Sometimes, I just wish it would stop. The “Technology Monster” won’t stop following me! I recently visited Southeast Asia and found this monster everywhere. It didn’t matter if it was the high-living, modern, extra-ordinary city of Hong Kong or the severe poverty of Cambodia and Borneo!
The high-rises of Hong Kong had laser murals on their faces, lit up every night. Some streets resembled the futuristic image of “Blade Runner*,” with every possible public surface having video screens and advertisements in almost psychedelically bright and moving colors.
The malls, both above and under-ground were assaults on the senses with video screens everywhere and technology for sale in almost every store.

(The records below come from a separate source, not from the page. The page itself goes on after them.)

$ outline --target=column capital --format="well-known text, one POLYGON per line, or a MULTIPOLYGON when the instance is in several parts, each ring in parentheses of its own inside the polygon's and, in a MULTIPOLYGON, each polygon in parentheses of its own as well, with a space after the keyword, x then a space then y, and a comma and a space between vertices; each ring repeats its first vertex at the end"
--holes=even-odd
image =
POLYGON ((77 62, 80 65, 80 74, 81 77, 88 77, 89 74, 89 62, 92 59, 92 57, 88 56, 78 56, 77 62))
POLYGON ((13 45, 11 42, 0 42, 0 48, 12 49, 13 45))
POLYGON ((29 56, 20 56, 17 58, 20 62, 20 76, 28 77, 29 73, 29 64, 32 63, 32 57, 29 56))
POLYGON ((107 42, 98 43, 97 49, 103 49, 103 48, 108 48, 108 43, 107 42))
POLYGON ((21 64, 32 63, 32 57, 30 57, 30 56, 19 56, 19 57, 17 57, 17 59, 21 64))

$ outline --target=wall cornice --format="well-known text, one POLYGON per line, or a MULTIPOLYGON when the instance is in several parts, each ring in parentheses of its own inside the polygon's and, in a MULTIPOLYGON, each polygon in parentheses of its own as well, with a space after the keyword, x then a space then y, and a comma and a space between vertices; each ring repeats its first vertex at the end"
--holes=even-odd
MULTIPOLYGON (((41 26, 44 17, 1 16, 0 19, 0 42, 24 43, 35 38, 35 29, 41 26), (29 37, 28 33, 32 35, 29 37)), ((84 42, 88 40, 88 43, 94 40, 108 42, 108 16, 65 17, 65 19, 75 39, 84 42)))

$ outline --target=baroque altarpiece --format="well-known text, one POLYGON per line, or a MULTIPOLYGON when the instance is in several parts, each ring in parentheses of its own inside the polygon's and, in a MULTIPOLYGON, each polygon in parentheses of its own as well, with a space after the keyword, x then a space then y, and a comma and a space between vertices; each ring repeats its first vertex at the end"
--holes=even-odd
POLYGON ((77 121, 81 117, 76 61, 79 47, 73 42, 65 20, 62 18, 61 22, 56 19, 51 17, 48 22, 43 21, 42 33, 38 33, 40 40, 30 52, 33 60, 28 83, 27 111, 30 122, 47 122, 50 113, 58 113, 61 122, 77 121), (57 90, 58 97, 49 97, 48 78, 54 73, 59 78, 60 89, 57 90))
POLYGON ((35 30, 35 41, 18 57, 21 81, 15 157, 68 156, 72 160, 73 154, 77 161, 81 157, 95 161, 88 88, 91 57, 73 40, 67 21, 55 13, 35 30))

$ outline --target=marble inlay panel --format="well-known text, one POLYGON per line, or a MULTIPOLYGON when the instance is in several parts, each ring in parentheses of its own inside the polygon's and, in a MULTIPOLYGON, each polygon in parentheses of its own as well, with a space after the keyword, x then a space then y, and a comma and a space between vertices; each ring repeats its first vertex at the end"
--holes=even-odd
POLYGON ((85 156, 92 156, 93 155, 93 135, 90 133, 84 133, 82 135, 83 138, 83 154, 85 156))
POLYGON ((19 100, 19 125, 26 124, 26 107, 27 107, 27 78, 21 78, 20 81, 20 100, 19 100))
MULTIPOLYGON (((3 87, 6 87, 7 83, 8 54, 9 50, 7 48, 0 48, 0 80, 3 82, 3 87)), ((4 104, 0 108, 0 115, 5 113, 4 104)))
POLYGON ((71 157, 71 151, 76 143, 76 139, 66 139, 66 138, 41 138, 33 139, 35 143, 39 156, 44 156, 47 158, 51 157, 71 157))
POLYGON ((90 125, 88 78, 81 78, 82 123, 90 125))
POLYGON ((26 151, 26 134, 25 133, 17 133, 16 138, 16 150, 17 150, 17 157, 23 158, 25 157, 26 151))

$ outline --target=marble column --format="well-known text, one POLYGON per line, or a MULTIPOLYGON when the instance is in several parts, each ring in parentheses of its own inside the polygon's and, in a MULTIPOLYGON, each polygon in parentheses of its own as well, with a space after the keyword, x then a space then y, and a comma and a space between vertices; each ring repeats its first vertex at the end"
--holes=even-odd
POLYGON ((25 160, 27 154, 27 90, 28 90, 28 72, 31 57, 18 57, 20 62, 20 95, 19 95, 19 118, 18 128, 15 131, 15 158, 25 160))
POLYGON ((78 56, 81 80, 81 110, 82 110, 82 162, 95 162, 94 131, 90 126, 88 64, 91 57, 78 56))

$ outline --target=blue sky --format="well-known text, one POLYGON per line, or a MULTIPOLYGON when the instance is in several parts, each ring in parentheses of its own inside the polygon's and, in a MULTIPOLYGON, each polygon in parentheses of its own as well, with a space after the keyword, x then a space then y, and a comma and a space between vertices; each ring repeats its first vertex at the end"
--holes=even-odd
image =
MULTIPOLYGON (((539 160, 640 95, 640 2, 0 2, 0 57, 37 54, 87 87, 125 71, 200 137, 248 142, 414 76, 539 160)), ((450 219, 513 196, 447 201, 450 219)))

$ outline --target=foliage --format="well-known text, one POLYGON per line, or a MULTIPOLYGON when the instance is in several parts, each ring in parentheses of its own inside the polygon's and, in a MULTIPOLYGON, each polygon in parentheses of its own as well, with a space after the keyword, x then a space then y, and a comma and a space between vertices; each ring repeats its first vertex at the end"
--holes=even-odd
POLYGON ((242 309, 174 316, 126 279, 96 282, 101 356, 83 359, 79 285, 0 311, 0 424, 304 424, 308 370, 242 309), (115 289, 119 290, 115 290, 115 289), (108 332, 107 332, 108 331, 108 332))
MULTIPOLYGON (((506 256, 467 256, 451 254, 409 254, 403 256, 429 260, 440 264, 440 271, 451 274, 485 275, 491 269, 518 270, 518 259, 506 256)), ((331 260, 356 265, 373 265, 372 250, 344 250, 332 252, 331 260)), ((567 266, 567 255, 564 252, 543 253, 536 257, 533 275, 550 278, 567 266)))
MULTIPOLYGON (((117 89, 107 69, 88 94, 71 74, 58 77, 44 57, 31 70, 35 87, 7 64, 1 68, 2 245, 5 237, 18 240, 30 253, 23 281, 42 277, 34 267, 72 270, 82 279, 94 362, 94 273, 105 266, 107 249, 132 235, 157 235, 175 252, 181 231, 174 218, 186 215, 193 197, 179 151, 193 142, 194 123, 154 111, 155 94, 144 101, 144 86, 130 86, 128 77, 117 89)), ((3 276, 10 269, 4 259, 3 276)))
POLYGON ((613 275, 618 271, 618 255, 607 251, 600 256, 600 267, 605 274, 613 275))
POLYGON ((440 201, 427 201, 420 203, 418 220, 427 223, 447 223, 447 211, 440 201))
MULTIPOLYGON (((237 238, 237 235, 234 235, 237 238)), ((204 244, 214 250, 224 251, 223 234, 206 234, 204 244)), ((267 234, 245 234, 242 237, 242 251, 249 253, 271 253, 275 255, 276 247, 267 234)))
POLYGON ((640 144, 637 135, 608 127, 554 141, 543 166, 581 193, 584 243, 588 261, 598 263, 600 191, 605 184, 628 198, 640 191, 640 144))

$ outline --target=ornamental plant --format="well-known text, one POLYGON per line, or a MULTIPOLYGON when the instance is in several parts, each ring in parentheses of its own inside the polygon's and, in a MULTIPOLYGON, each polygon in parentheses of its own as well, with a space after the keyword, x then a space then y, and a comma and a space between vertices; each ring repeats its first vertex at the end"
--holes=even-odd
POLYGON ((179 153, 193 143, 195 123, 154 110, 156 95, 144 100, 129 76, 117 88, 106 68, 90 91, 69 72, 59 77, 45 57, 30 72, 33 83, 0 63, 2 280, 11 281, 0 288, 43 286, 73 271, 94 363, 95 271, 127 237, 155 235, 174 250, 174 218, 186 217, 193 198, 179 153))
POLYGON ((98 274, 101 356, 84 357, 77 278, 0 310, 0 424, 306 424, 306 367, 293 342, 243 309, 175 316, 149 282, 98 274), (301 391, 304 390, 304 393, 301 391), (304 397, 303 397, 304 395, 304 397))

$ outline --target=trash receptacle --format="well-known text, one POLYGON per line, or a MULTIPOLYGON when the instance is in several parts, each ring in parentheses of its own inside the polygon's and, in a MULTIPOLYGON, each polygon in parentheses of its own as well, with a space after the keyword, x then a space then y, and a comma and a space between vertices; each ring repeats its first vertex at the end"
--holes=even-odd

I was on vacation. I wanted to be left alone! But, the allure of all these visuals in Hong Kong was almost intoxicating. The Technology Monster was following me and wanted to grab me, take my money, and then force me to learn yet another new device I really didn’t even think I wanted or needed.
In contrast, the poverty of Cambodia, Malaysia, and much of Vietnam was humbling and sobering in its pervasiveness. The Technology Monster was aggressively present in Saigon (aka Ho Chi Minh City) from the amazing high-rise in the middle of the city, with its protruding heli-pad 50 or so stories in the air, to even the outskirts of Vietnam which were strewn with shacks and undeniable poverty.
But, they had cell-phones. As these photos show, the ramshackliest building often had advertisements for cell-phones adorning its corrugated sheet metal structure.
Given the income level, the majority of travel was on small motorcycles and motor scooters. Up to four human beings would ride these 50cc to maybe a whopping 90cc 2-wheeled vehicles — their law allows two adults and two kids — but they all seemed to have cell-phones!
On a previous trip to Morocco, I was even more struck by the image of their “white flowers” throughout the dense and incredibly crowded and oddly beautiful city of Fez. On a hill overlooking this vast maze of homes and businesses, you would see hundreds, if not thousands, of their “white flowers.” What are they? Satellite dishes. Most had rust around their edges, some more so than others.
When I look at this photo of the rooftops of Fez, it almost looks like a graphic image/design one might see in choices of wallpaper. Just as laundry is hung out to dry everywhere throughout Southeast Asia and Northern African, so too are the “white flowers” of these satellite dishes ubiquitous. In Thailand, they were “red flowers.”
Now, granted, I have graduated from tech boob to tech website co-creator and maybe even become a bit tech savvy. But, I retain my reluctance and frustration with the pace of change imposed on us consumers. Yet, The Technology Monster cannot be stopped. And, resisting it is frankly foolish at this point, especially if you have children.
What is my point, you wisely ask? Simply that if you can’t beat ‘em, you might as well join ‘em. Too many of us boomers resist learning new technology, myself included, and it’s just like our parents resisting learning to use the first video-tape recorders, cable television, and cell-phones.
Take the plunge, buy that new tech thing, and learn how to use it. Boomer Tech Talk reviews include recent tech gizmos that you might like for yourself or you parents.
And, don’t diss Twitter when you may not even understand it. Same with Facebook, which I assert in my parenting-writer role is an essential thing to be part of if you have children on Facebook.
And, that my dear readers, is much the reason we created Boomer Tech Talk.
* The Director’s Cut Edition of “Blade Runner” is an astonishingly gorgeous and terrific movie – this opinion comes from my quarter century former career in showbiz, and a lifelong love of movies.